The answer is YES since the two PINs match.

Even if this computation is performed inside a sophisticated hardware, an attack is still possible that allows to recover all the PIN digits.

We assume to have intercepted data that gets a YES answer. So we know that PIN_Verify(EPB, account, dectab, offset) returns YES. The attacker modifies the dectab by, e.g., changing all the 0’s into 1 and queries again the HSM. We have two cases:

  1. YES. Since the change in the dectab has not subverted the answer we know that digit 0 does not appear in z3
  2. NO. The digit 0 appeared in z3 and has been decimalized into 1, making the check fail.

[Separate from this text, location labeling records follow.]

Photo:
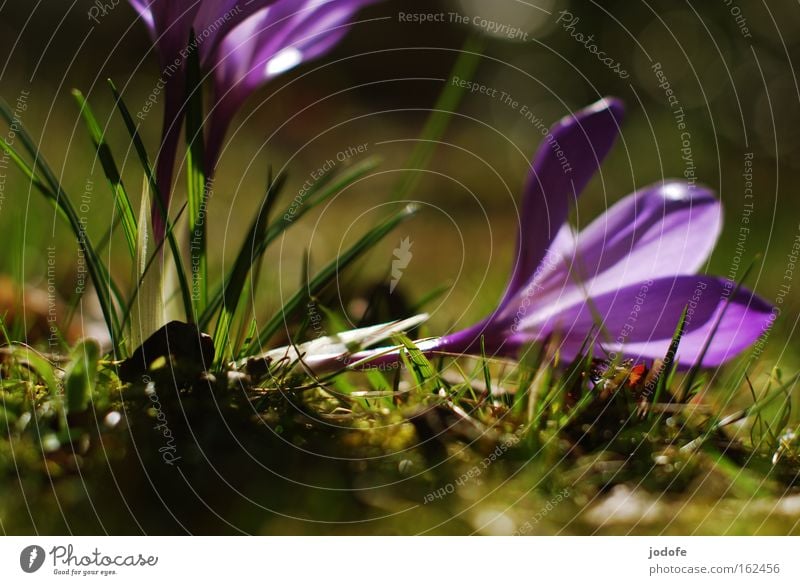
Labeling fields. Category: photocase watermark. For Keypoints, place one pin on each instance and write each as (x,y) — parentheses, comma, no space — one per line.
(31,558)
(740,19)
(84,208)
(402,258)
(169,449)
(177,64)
(54,335)
(568,22)
(196,243)
(20,107)
(492,27)
(101,9)
(744,229)
(633,316)
(67,562)
(307,188)
(689,170)
(546,267)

In our particular example, if we pick dectab’ = 1123456789112345 we in fact obtain

z1 = 0c88028bf3aa6a6a14     
z2 = 0c880                   
z3 = 12881                   # here 0's become 1's !
uPIN = 12881 + 14519 = 26390 # the offset is added

The answer is NO. We know that z3 contained at least one 0 digit. The trick to recover the position of the 0’s is to subtract 1, in turn, from any of the offset digits until we get again a YES answer. For our particular example this happens when we subtract 1 by from the first and last digit, i.e., offset’ = 04518:

z1 = 0c88028bf3aa6a6a14     
z2 = 0c880                   
z3 = 12881                   # here 0's become 1's !
uPIN = 12881 + 04518 = 16399 # the offset' is added

The answer is again YES. We discover that exactly two 0’s appeared in z3 in the first and last positions. Now it is easy to compute the final PIN digits as 0+1 = 1 and 0+9 = 9, since 1 and 9 are the first an last offset digits, respectively. The attack can be optimized and iterated until the whole PIN is recovered, which takes less than 20 API calls. See the Mastermind and PIN cracking web page for more information and references.

One time passwords

The main problem with passwords, PINs and biometrics (even if we have not treated them) is that it is enough for the attacker to intercept/guess them once to re-authenticate as many time he wants. This risk is concrete as we need to show the secret in order to prove our identity. For this reason this kind of identification is not suited for remote usage. For example, when telnet was the standard protocol for remote logins, all the passwords were sent in the clear and were easily interceptable.

A way to mitigate the problem is to use one-time passwords, i.e., password used only once. It is very common, nowadays, to have OTP PIN generator devices for bank transactions, such as the recently questioned RSA SecurID.

The Lamport’s hash-based one-time password scheme

We illustrate a simple and smart way to implement one-time passwords using one-way hash functions. Given a secret s and a one way hash function h we compute ht(s), i.e., h(h(… h(s)… )) t times, and we let the claimant and the verifier share this latter value.

We then use the following list of passwords: ht-1(s), ht-2(s), … h(s), s. Since the verifier knows ht(s), he basically have the hash of the first password ht-1(s). The check is done as usual: the verifier computes the hash of the received password, i.e., h(ht-1(s)), and compares it with the stored hash. If they match identification is successful. In order to enforce the one-time mechanism, after accepting identity the verifier substitutes the stored hash with the password just accepted which is, in fact, the hash of the next password, and so on.

This allows for t identifications with t different passwords. Since h is one-way, intercepting one password does not allow to compute the next password as this would amount to compute a preimage of h.